Training with younger athletes reminds me of my own struggle to find my way in sport early in my career (back when dinosaurs roamed the earth). I remember balancing a zero budget, university studies, international travel and worried parents with my intense desire to progress in the sport. Looking back, I never expected my career to follow the path it has. I love being around young athletes and I am constantly encouraging them to have the courage to follow their dreams and pursue their highest potential, no matter how intimidating that seems.
The few athletes that make it to the top rise out of the ranks of beginners just as everyone else. There are a handful of athletes with outstanding success in the sport and many more with moderate to limited success. Challenging yourself to pursue the highest level in triathlon requires a considerable conviction, determination and resilience. It also requires sacrifice including financial hardship, postponing education, postponing other career choices, missing major events in life (birthdays, weddings, parties, etc.), physical challenges (injuries, illness, etc.) and strain on your personal relationships. These are all real costs associated with following your dreams.

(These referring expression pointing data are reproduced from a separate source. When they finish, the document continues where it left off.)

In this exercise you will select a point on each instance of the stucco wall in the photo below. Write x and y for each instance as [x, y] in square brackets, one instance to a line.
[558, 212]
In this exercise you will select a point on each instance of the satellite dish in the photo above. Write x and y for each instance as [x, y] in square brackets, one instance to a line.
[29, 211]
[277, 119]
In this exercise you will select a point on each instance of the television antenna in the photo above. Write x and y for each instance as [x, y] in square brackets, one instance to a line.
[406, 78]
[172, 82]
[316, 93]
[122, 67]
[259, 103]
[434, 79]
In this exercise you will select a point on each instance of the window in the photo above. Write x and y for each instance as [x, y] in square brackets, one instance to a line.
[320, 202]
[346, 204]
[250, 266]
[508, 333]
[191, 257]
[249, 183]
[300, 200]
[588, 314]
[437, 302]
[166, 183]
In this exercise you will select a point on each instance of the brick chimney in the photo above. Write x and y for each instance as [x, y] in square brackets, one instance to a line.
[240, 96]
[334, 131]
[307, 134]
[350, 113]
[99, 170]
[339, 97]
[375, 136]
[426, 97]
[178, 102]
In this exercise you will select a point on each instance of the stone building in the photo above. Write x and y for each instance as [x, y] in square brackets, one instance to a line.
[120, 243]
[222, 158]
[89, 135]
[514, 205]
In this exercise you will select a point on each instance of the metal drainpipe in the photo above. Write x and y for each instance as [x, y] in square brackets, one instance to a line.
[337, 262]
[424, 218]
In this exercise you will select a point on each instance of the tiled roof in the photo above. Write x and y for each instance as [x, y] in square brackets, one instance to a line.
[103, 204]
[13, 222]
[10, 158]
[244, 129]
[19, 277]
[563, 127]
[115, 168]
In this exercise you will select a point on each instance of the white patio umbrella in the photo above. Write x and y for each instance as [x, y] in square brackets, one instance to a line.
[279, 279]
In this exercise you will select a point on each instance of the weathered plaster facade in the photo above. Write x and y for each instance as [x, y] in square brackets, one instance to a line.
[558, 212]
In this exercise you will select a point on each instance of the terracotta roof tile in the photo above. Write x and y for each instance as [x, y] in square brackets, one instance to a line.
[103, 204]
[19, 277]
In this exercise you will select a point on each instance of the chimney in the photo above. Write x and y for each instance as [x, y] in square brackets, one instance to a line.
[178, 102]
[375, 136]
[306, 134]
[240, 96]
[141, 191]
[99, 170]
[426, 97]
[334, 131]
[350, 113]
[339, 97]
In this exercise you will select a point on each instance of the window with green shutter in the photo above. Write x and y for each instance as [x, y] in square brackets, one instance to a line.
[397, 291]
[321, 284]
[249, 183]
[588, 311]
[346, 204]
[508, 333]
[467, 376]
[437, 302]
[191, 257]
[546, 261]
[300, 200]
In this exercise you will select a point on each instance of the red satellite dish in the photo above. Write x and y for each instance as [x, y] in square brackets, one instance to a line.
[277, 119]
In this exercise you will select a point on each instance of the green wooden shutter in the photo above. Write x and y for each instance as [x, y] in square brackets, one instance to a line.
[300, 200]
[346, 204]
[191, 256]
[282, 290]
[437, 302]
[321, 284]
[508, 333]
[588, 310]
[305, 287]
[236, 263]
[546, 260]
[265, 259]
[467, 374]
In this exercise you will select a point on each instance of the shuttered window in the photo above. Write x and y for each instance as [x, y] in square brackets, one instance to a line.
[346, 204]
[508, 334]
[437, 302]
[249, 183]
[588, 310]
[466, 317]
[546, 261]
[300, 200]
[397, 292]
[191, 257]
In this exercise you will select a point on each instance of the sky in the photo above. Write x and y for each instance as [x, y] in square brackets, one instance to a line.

This advice is not limited to youngsters though–the same applies to amateur athletes going after their goals later in life. Whether you’re a young athlete pursuing the Olympics, or a middle-aged athlete who just learned to swim and wants to qualify for Kona, your goals matter.
While you’re working on achieving your goals, you’ll experience a journey unlike any you can have outside of sport. When you explore the world on your bike, it looks a lot different than it does from the seat of a plane, car or a bus. Being an athlete allows you to meet a wide spectrum of people with whom you may not have anything else in common, but through sport you find a connection. Racing lets you experience the scents, sights and elements with an intensity that makes them hard to forget, regardless of your results.